Trust has greatest value where choice is highest and price sensitivity lowest

Trust - the output of the 10 Principles of Open Business - is essential for success in today's open economy.
But we should note that its value varies across market segments. Trust will attract the right staff, keep the organisation honest and true to its beliefs and inspire people to perform at their best. But its impact on consumer action varies depending on choice/ease of switching and price sensitivity.
This may explain why even when we lose trust in something we don't always stop using it.
The graph included here illustrates my plotting of some market segments and institutions which shows us which should put the greatest efforts into building trust for the purpose of impacting consumer behaviour.

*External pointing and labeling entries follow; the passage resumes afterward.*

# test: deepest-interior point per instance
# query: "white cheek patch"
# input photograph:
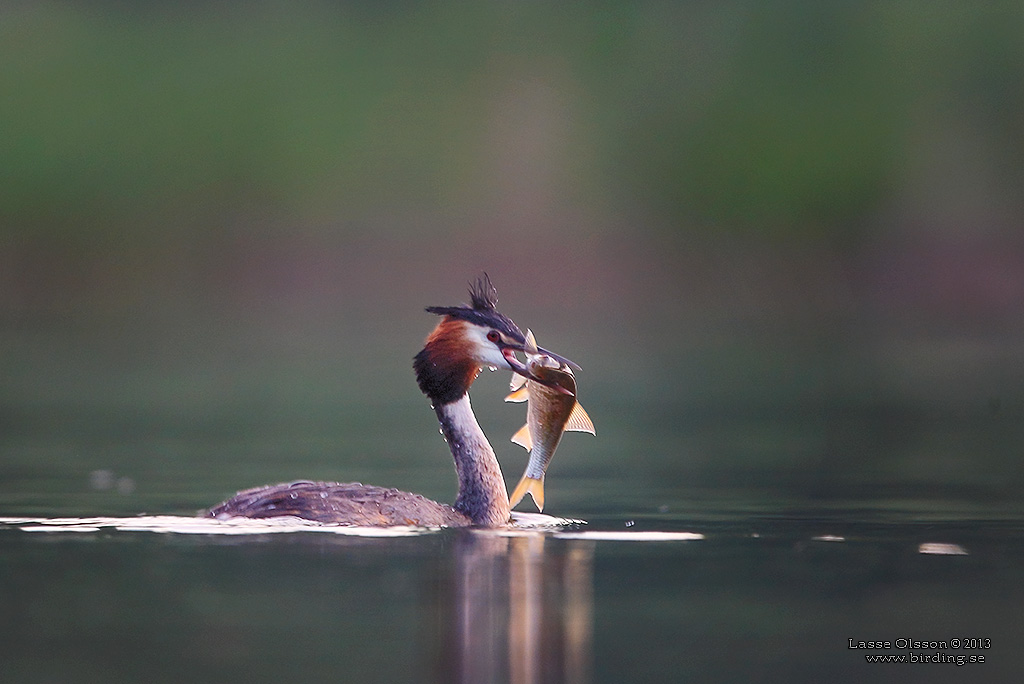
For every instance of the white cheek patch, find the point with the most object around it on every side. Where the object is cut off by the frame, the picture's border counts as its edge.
(484, 351)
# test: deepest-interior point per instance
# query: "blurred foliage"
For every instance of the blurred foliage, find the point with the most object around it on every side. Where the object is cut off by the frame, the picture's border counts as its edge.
(782, 238)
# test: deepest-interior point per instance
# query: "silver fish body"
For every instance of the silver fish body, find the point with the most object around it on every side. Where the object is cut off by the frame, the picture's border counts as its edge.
(551, 412)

Where it's very difficult to switch (ie your daily commute by train) trust has some value but building it won't encourage more commuters to use a rail company. They just may feel a little better about the next price hike, a little safer while on board.
While there is no option when it comes to your police service you could argue there is little requirement to build trust to change user behaviour (though trusting the service does of course encourage people to be more open with it, even if we can't go and share our intel with an alternative organisation).
The key area for trust as an investment in behavioural change seems to be where both the cost of both switching and the price sensitivity is low (the top right quadrant).
Here we find the banks, the media, transport. Most retail vendors would fall here. Topically - politically parties appear a standout. Trust should be everything to them.
My positioning of supermarkets on this grid may explain why - despite the repeated crises of trust in our supermarket giants (even Open Business advocates Tesco) - there hasn't been a mass exodus of customers. Tesco's market share is down less than 2% year on year according to Kantar (Oct 2014). But that's based on spend, not numbers of customers. Customers are less likely to have left Tesco for Aldi or Lidl over issues of trust than they are over issues of price. They have added an Aldi run to their routine Tesco buys, not abandoned it completely.
These positions aren't fixed. IF through Open Business or other investment in building trust (and blockchain is being advocated as one such tool by The 10 Principles Co-author Jamie Burke) organisations can make trust a competitive advantage they can become more resistant to start-ups and new-comers who do not have a trust bank already established.